I could have sworn that fishbicycle got #19 right.

“The Liberty Bell March” (Sousa) doesn’t have a particularly distinctive first three notes. I’m sure I’d recognize it anywhere, though, even without the raspberry at the end.

like others, I think I can recognize Lola by the Kinks with just one chord. It’s played on a Dobro metal guitar and is quite distinctive. But I’m not sure how many people know Lola let alone recognize if from the first chord. I mean widely recognize Lola.

For a 5 chords or less you got stuff like
You Really Got Me
I Ain’t Got No (Satisfaction)
Purple Haze

and a lot more classics if one uses this yardstick

If you refresh your cache, I think you’ll see that I edited my post to correct the answer to 19 from what I originally typed to the right answer. The post should not still say Spencer Davis.

Oh yeah. Sorry, you got 19 too then.

“All the Young Girls Love Alice” — Elton John

Not the first, but the second O fortuna from Carmina Burana. The first just has low Ds, and while O fortuna would be my first guess, I wouldn’t be 100% confident. The second one, however, has a very distinctive gong stroke.

Anything you would hear on a Classic Rock station. When I’m in the car with my friends, a song will come on, and I can name the title, artist, year, most of the time the album, and sometimes even the chart position, while my friends are just sitting there confused at how I can do it.

Or Bob Dylan’s “Rainy Day Women #12 and 35” (everybody must get stoned…)

When I hear a heavy bell on the radio, I immediately know it’s either Hell’s Bells or For Whom the Bells Toll. I’ve never learned to distinguish the two though.

Here are my guesses. Some have already been confirmed as right or wrong, but I’m putting what I guessed anyway.

02 - Funky Cold Medina
04 - Staying Alive
06 - Sweet Child o’ Mine
07 - Shakin (?)
09 - My Woman from Tokyo (?)
11 - Lithium
12 - Sweet Home Alabama

Come on now.
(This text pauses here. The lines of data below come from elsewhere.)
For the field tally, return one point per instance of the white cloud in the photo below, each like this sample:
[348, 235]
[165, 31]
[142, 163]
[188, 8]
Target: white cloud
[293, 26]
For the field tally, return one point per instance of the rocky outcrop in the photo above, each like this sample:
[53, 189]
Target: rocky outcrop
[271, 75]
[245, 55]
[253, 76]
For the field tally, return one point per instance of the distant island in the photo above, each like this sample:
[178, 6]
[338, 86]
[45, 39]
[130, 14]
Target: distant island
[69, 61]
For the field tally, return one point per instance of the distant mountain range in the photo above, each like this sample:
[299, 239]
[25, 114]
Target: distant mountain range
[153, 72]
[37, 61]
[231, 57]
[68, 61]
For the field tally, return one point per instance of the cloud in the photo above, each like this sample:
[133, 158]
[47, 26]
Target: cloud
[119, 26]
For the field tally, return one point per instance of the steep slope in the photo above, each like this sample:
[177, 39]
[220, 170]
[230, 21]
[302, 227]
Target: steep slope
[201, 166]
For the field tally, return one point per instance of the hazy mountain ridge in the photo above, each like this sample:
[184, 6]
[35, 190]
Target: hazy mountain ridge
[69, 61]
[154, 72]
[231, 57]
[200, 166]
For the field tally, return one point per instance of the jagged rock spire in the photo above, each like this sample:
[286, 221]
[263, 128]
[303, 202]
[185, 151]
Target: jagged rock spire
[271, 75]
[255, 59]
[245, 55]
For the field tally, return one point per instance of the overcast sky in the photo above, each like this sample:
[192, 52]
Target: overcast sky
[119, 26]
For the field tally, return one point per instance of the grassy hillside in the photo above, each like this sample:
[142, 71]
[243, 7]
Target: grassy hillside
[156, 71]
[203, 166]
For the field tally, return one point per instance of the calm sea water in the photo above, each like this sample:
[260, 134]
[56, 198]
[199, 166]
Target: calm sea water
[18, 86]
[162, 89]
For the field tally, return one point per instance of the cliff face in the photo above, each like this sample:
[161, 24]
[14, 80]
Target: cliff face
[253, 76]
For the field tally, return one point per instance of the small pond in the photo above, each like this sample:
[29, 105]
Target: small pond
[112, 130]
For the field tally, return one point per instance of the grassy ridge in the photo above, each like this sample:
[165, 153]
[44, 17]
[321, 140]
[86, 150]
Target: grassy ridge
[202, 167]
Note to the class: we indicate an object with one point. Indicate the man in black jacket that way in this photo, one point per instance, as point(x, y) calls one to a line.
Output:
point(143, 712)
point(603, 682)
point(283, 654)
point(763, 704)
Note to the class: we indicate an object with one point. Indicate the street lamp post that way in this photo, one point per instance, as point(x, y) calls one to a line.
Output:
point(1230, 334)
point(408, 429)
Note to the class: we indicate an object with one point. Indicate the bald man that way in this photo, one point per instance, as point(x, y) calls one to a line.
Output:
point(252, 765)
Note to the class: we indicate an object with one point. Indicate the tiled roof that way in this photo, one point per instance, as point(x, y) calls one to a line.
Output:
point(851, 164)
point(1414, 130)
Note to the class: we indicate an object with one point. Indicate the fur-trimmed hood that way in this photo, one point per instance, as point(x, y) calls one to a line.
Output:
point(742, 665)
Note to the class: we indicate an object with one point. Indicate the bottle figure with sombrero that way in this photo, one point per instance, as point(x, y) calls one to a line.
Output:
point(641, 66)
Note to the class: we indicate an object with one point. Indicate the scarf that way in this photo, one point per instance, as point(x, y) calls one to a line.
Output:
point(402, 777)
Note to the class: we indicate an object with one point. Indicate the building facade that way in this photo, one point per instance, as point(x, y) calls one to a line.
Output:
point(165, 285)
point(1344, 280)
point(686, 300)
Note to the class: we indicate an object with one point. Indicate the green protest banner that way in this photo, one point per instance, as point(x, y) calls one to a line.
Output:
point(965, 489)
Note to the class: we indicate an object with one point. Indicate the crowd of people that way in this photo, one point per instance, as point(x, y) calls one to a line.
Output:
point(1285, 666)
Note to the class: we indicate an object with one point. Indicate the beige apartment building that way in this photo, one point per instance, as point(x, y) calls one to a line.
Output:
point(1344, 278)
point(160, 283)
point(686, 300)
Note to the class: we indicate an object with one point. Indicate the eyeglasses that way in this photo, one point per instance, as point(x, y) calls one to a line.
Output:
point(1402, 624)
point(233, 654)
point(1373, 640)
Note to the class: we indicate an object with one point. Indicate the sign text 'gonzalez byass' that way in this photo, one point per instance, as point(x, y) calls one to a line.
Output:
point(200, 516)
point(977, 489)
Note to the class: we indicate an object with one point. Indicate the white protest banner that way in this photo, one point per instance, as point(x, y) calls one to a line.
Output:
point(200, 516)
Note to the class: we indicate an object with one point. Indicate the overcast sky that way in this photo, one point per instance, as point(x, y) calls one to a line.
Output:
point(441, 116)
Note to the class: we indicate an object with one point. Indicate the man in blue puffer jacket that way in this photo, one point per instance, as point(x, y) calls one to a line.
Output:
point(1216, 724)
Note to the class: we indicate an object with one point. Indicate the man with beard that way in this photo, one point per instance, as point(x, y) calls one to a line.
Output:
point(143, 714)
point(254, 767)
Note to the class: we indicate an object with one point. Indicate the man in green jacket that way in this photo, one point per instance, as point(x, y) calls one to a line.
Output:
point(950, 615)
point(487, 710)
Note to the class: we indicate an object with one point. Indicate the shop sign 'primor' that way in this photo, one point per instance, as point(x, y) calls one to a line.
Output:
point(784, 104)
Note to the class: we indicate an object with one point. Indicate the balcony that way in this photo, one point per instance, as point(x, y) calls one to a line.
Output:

Don’t leave me hanging.

Would that be Zarathustra? The last time we did a thread like this it was voted as the minimalist sound that would “uniquely” identify a work: one note by one instrument.

You got four right:

[spoiler]04 - Staying Alive
06 - Sweet Child o’ Mine
11 - Lithium
12 - Sweet Home Alabama (from just the word “one” in the count-in - well done!)

These are not right:
02 - Funky Cold Medina
07 - Shakin (?) (already answered correctly by Cazzle)
09 - My Woman from Tokyo (?) (already answered correctly by fishbicycle)
[/spoiler]

I’m anxious to know what #2 is now. I listened to the song I guessed just after that sample, and they sound identical. Sounds like somebody ripped somebody off.

Uhhh Teenage Wasteland anyone?

– IG

That is one of the ones I mentioned earlier that might be hard for non-British/Irish people to get. I doubt that that punk/pop band was very big in the US.